Write a Review


All Rights Reserved ©

Chapter 1 : Back to work

Monday 5th October 1998

The October sun drifted low into the kitchen illuminating it like a crime scene. It had been long two months since Sady had died. Nothing seemed even remotely clearer, the reasons why what happened obscure, a permanent cold mist settled on to the fabric of his partners life.

It all pointed to a rejected lover of course, even though she was just seventeen. Kids these days were growing up real quick. And perverts were just waiting in the shadows.. The cat was playing outside with some sort of field mouse. It would paw it and wait for it to run a yard before pouncing on it, all the while causally looking in at Lewis as if to proclaim its nonchalance. Those eyes were merciless, emotionless, this wasn’t a meal, it was just a game.

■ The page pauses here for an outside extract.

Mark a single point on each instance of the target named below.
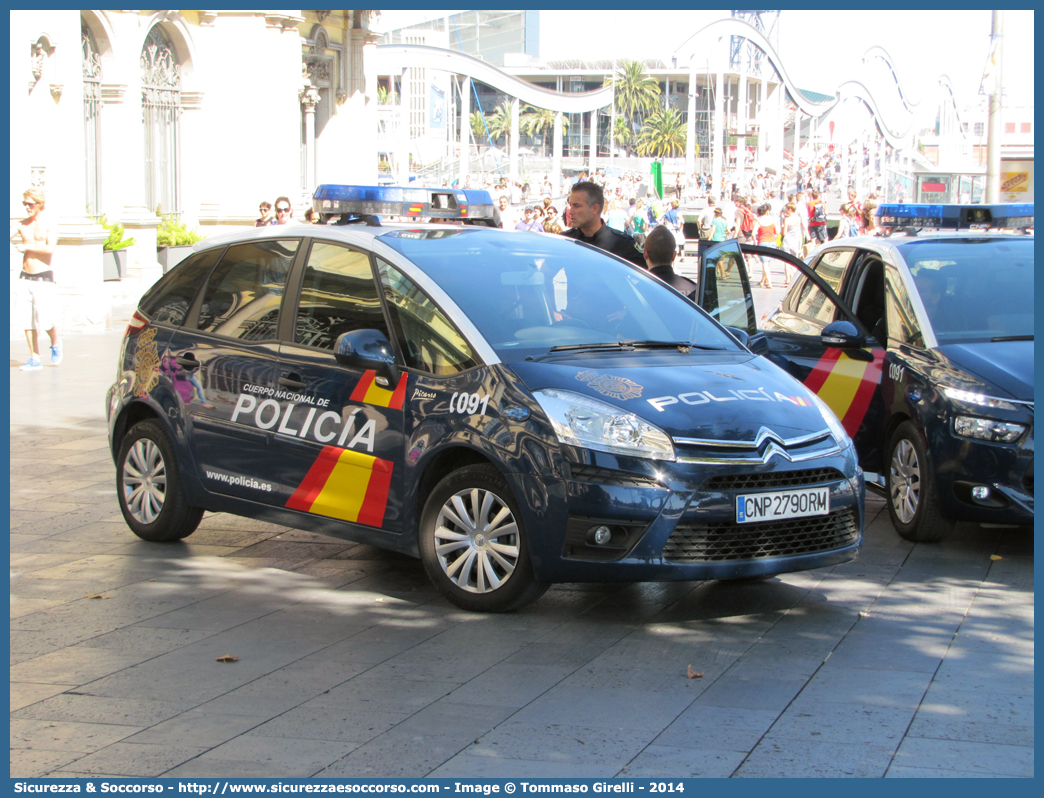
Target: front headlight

That’s the difference Lewis pondered, between animals and humans. There’s no real emotion, no depth of feeling. Life is just action and reaction; feelings don’t factor.
The facts around Tar Hollow State Forest were almost all inconsistent with initial details leaked to the press by the Columbus Police Press Office. Yes the bodies were in pieces, but not scattered in a wide space; instead neatly piled, all within a certain area, making a near perfect equilateral triangle. This wasn’t a series of bear attacks, but it wasn’t a story Detective McEvoy likes the look of either though.

Mayoral politics in any police department was used as an excuse for many difficult decisions, the suits just felt a noose would tighten on them if they attempted kicking it further up. And who was he to question the bosses. The headlines weren’t great at the moment for his boss, but “Child predator on the loose” wasn’t the kind of distraction he was looking for. Wild bear kills one would do for now until the media figured it out. That would buy a week at most of peace. There was no trouble in gathering the crime scene stuff and keeping it, just no point in making a case the department didn’t have a firm grip on yet. Once the Feds got wind of it, no one would be able to breathe, they’d suffocate it with procedure. And he could handle a case now despite everything. It has been a long two months since Sady died.

They ok’ed his partner, McEvoy, to come back, and it was maybe a welcome distraction from his grief. This Tar Hollow killer was old by Lewis’s intuition, older than the teen that raped and killed Sady. More organized, physically big given the size of at least one of his victims, careful and attentive to detail, mature. It took time, it took method and it took privacy.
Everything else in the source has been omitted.